То, что Прилепин в считанные годы стал известным и даже успешным писателем, меня нисколько не смущает. Меня это даже очень радует. Успешный писатель — это хорошо. Это значит, что его любят, читают и советуют читать другим. Это живое литературное электричество, без которого не загорается лампочка под названием «современная литература». Неизвестный солдат — звучит достойно. Неизвестный писатель — звучит жалко. Хуже только — неизвестный артист.
То, что Прилепин стал успешным писателем во многом, если не главным образом, благодаря «биографии» (Чечня, революционная деятельность) и очень «медийной» внешности, меня, кстати, тоже не смущает. Это, скорее, должно смущать его самого. Это его проблема. Но, повторяю, это проблема куда более легкая и решаемая, чем проблема неизвестности. Мне, как критику и читателю, желающему современной литературе всех и всяческих благ и процветания, строго говоря, наплевать, каким образом и зачем раскручивают хорошего молодого писателя. А Прилепин — хороший писатель. Лучше, мощнее, чем большинство его сверстников, не в обиду им будь сказано.

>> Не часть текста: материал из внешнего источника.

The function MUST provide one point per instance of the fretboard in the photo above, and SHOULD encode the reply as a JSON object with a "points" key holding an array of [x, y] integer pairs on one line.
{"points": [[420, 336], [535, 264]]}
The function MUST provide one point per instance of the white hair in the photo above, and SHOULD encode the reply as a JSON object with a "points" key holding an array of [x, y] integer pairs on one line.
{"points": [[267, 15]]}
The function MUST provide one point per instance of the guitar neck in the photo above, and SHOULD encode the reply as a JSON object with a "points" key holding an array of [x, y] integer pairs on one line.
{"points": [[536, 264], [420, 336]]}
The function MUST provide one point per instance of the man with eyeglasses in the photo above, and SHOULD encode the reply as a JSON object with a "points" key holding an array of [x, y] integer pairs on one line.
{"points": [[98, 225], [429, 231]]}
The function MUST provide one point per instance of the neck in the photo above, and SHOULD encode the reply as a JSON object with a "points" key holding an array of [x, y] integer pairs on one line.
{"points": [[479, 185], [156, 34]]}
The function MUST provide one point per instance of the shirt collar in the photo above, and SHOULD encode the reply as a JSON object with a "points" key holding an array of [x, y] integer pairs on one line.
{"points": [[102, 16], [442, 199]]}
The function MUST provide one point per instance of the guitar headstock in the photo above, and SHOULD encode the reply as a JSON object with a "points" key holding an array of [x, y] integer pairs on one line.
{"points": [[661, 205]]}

Но вот то, что Прилепин, с ростом своего успеха, тематически мельчает, уже гораздо более серьезно. И это уже смущает. Первая его книга — «Патологии» — тема Чечни. Вторая — «Санькя» — тема революции. «Грех» — просто сборник рассказов, с неловкой то ли издательской, то ли авторской лукавостью названный почему-то «романом в рассказах». «Ботинки…» — тоже просто сборник рассказов, но уже без всякой лукавости. И оба сборника несложно объединить в один без разбивки на циклы. Это не «Севастопольские рассказы» и не «Записки охотника». И — не «Темные аллеи». Разумеется, при известном желании (прежде всего авторском, а не читательском) можно доказать, что первый сборник рассказов объединяет то-то и то-то, а второй — это и это. Во втором случае я это даже докажу. Чуть попозже.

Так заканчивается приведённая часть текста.